Le président du Parlement lié à Maduro, Jorge Rodríguez, a demandé aux législateurs de soutenir la mesure. « Je vais demander à la plénière de l'Assemblée nationale de voter à l'unanimité le raid de l'immunité parlementaire de ces ordures », a-t-il déclaré lors du débat, en référence directe au député touché. Rodríguez a averti que quiconque « trahit » la confiance du peuple vénézuélien recevra « la même destination que cette rate, la prison ».
Au cours de la session, le député du régime que William Benavides a rapporté que Torres Molina avait été arrêtée « en flagrance » pour le crime de « possession de drogue », sans spécifier la quantité ou le type de stupéfiants, ni le moment de capture.
Benavides a déclaré: « Toujours de l'histoire (…), les organisations révolutionnaires les ont cherché à s'infiltrer et à démoraliser, en ce moment, l'Empire américain rérécite dans leur position et ses opérations psychologiques, mais tout ce qui est lié au trafic de drogue, à la drogue, fait le jeu à l'ennemi, fait le jeu à ceux qui veulent nous détruire. »
Le même législateur a déclaré qu'il y avait « plusieurs observations » sur leur « comportement » à propos de Torres Molina, bien qu'il n'ait pas offert plus de détails à ce sujet.
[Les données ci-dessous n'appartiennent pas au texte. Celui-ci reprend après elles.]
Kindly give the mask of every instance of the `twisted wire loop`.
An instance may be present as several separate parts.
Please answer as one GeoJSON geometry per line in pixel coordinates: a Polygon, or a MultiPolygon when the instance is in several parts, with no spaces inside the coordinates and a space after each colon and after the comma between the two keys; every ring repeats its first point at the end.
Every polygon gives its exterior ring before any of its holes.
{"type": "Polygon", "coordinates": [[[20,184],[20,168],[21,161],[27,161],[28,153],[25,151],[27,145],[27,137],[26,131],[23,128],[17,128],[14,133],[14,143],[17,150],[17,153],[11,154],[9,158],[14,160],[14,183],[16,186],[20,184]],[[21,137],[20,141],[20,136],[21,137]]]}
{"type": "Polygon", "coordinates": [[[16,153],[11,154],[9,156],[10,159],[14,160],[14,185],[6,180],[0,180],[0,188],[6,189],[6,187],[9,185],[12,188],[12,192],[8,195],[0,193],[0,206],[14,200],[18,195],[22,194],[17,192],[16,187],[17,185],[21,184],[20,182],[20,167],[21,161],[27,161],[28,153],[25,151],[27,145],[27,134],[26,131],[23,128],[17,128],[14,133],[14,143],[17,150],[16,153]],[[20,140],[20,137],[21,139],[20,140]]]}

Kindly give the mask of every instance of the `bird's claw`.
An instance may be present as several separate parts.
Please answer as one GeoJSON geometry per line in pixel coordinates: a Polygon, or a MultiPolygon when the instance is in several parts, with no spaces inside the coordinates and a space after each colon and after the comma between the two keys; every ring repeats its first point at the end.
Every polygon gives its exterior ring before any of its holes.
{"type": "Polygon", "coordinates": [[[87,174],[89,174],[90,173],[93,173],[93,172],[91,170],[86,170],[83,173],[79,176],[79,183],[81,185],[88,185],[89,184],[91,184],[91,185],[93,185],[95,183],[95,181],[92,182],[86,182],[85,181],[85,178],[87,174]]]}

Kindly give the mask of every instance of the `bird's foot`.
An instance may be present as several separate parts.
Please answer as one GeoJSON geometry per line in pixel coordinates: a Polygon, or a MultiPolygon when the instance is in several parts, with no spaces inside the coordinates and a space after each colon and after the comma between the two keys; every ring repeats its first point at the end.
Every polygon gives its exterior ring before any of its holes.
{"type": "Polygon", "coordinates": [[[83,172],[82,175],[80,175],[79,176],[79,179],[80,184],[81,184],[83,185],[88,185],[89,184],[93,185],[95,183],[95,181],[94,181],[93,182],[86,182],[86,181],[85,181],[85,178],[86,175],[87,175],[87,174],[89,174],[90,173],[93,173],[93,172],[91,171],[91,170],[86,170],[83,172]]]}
Pour sa part, le parlementaire officiel Pedro Carreño a considéré que, grâce à « l'efficacité et la capacité » du système national de renseignement « , ce tristement célèbre député a été détecté ». Carreño a ajouté: « Je pense qu'aujourd'hui, nous supprimons une taupe qui a été enchantée dans le corps social de cette caméra et qu'elle pourrait continuer à l'infecter. Il est nécessaire alors que nous, sans tristesse, vote le raid sur l'immunité parlementaire. »
La décision de retirer l'immunité parlementaire de Torres Molina a également soutenu le bloc d'opposition collaborative à Maduro.
Dans la même session extraordinaire, Jorge Rodríguez, a averti que les citoyens étrangers entrant dans le pays sans autorisation seront considérés comme des « ennemis » et feraient face à des conséquences juridiques.
Dans un discours télévisé, Rodríguez a déclaré: « Chaque étranger qui a l'intention d'entrer illégalement au Venezuela sera traité comme un ennemi de la patrie. »
Le chef officiel, proche de Nicolás Maduro, a déclaré que les autorités agiraient sans contemplations. « Ici, vous restez: le prisonnier ou comment vous restez, mais vous restez. »
Rodríguez n'a pas précisé les mécanismes de contrôle que le régime mettra en œuvre, bien qu'il ait insisté sur l'application de sanctions graves. « Nous n'allons pas permettre à personne de venir sur notre territoire sans autorisation, car nous saurons comment répondre. »
Les déclarations se produisent au milieu des tensions croissantes aux frontières vénézuéliennes, où ces dernières années, des constantes de sécurité ont été signalées. Cependant, à cette occasion, Rodríguez n'a pas offert de chiffres ou de détails spécifiques sur l'ampleur du phénomène migratoire ou les actions concrètes à déployer.
L'avertissement a été encadré d'un ton difficile, avec la réitération que ceux qui traversent la frontière sans autorisation seront confrontés à des mesures immédiates, sans la possibilité de régulariser leur situation dans le pays.